Smart Communications, Globe Telecom, Pilipino Telephone Inc. (Piltel), and Isla Communications (Islacom) formally opposed yesterday the petition filed by consumer group Philippine League for Democratic Telecommunications Inc. (PLDTi) for a writ of preliminary injunction preventing cellular phone companies from implementing a plan to reduce free text allocations for its subscribers, saying that the court has no jurisdiction over the case.
Smart legal counsel Rogelio Quevedo argued that the petition filed by PLDTi properly belongs to the jurisdiction of the National Telecommunications Commission and not the Quezon City regional trial court.
"The plaintiffs have not filed any complaint with the NTC and have thus failed to exhaust administrative remedies prior to seeking a TRO from QC RTC," Quevedo said.
PLDTi filed a petition for the issuance of a TRO last Aug. 29 against the four cellular phone companies and the NTC to prevent the operators from implementing the reduction in free text allocation for GSM subscribers.
On Aug. 30, the four companies announced that they were staggering the implementation of the 67-percent reduction in free text allocations. Smart and Piltel were supposed to implement only one third of the originally planned cut this month (Sept. 3 for Piltel and Sept. 10 for Smart) and the balance in January next year, while Globe and Islacom were going to implement one half on Sept. 10 for prepaid subscribers and Oct. 1 for postpaid subscribers and the balance in January next year.
But even before the staggered cut was to be implemented, QC RTC Judge Modesto Juanson issued the TRO on Aug. 31.
Quevedo noted that should the NTC fail to act on, or rule against their petition, then the proper remedy in accordance with the Rules of Court would be for the plaintiffs to raise the matter to the Court of Appeals.

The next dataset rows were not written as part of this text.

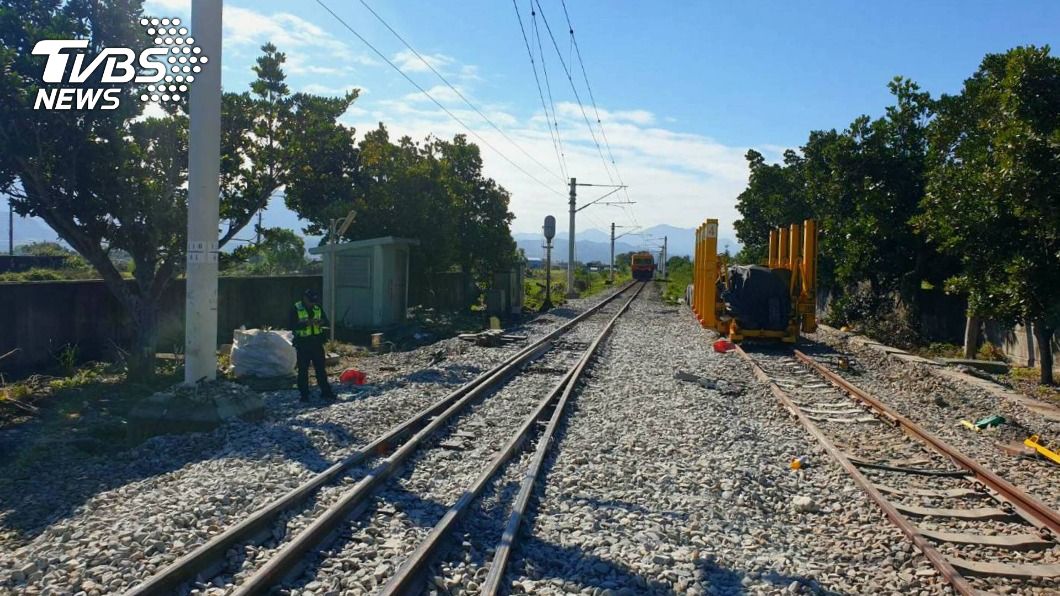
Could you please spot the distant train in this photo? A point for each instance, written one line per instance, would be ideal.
(642, 265)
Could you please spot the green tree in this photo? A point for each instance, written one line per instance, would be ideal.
(280, 251)
(111, 181)
(43, 249)
(993, 190)
(480, 209)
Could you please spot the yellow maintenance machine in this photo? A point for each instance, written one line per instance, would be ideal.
(774, 301)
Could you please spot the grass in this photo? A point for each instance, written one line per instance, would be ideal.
(586, 282)
(943, 350)
(65, 397)
(1025, 380)
(679, 275)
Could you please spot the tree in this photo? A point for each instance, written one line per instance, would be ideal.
(773, 198)
(434, 192)
(480, 205)
(993, 191)
(280, 251)
(43, 249)
(111, 180)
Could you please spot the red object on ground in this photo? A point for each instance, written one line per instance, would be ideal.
(723, 346)
(352, 375)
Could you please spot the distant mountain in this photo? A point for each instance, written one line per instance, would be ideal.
(594, 245)
(27, 230)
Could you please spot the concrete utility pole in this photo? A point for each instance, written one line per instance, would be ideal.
(204, 193)
(611, 278)
(664, 257)
(549, 230)
(571, 293)
(611, 264)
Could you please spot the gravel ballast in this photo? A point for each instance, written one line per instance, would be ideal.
(75, 522)
(939, 404)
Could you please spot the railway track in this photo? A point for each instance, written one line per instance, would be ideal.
(979, 531)
(409, 462)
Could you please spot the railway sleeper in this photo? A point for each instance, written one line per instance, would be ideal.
(1011, 542)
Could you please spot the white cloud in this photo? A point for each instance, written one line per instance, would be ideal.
(440, 92)
(285, 30)
(410, 63)
(677, 178)
(319, 89)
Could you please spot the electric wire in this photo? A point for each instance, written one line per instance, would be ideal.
(557, 143)
(548, 86)
(573, 88)
(457, 91)
(431, 98)
(596, 110)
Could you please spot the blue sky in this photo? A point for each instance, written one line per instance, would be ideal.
(684, 88)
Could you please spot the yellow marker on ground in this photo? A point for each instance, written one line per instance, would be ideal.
(1032, 443)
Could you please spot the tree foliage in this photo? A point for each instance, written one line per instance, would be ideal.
(862, 185)
(434, 192)
(993, 192)
(280, 251)
(964, 190)
(113, 180)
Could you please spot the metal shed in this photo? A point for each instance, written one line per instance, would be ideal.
(366, 282)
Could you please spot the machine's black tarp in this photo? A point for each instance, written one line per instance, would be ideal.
(758, 298)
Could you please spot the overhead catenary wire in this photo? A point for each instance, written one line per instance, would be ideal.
(596, 110)
(426, 63)
(548, 88)
(431, 98)
(549, 120)
(573, 88)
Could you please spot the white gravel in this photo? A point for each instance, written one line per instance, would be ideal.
(661, 486)
(74, 522)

NTC common carriers authorization division head Edgardo Cabarrios revealed that the commission was already considering issuing an order that would freeze the implementation of the planned free text allocation reduction, until such time that the investigation by the NTC as to whether or not there was collusion among the four cellular companies is finished. "But even before the NTC could issue its own order, the TRO was handed down by the court," Cabarrios said.

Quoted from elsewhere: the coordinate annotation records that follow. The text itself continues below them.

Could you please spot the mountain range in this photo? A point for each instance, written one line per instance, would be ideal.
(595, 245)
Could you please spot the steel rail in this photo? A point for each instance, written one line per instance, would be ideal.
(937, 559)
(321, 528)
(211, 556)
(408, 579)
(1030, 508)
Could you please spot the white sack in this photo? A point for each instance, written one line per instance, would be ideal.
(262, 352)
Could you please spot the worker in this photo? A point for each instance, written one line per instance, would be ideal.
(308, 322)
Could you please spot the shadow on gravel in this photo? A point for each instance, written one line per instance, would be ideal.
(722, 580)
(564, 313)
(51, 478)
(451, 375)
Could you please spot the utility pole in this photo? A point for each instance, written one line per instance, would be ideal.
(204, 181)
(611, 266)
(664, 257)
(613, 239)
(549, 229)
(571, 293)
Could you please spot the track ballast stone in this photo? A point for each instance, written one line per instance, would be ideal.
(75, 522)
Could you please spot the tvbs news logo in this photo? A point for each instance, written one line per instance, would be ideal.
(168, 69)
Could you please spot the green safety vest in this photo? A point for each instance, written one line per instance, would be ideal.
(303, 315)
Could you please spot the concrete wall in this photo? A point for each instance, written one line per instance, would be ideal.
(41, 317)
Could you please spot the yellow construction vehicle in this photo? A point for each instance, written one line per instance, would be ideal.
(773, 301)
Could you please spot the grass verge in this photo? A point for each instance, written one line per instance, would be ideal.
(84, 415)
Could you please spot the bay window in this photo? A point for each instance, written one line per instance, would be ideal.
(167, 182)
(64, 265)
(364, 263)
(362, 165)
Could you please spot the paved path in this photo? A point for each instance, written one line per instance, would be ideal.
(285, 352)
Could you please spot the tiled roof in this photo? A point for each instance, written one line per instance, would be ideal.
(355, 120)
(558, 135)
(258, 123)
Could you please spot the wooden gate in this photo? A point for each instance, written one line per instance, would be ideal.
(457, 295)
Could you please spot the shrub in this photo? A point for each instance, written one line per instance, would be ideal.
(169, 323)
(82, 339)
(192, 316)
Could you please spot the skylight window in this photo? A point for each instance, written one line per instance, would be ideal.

Piltel also submitted a similar motion reiterating the argument that the case properly belongs to the jurisdiction of the NTC.
Piltel added that PLDTi had dragged the former into the case despite their knowledge that the company has no involvement in their complaints against Smart and Globe, noting that none of the complainants was a Piltel subscriber.
Globe Telecom, in a separate petition, also cited the courts lack of jurisdiction and sought the dismissal of the complaint and the lifting of the Aug. 31 TRO. Subsidiary Isla Communications, likewise, filed a similar petition.
Globe counsels Rodolfo Salalima and Froilan Castelo argued that it is the NTCs responsibility to "protect consumers against misuse of a telecommunications entitys monopoly or quasi-monopolistic powers, but not limited to, the investigation of complaints and exacting compliance with service standards from such entity," as provided for under Republic Act No. 7925.
They also pointed out that the NTC has been vested by RA 7925 with the residual power either to regulate or deregulate a telecom service or rates if the service has sufficient competition to ensure fair and reasonable rates or tariff.
"Since the plaintiffs argue that the defendants conspired and colluded, then it is now up for the NTC and not this court to determine whether there is sufficient or free competition to ensure fair and reasonable rates," they said.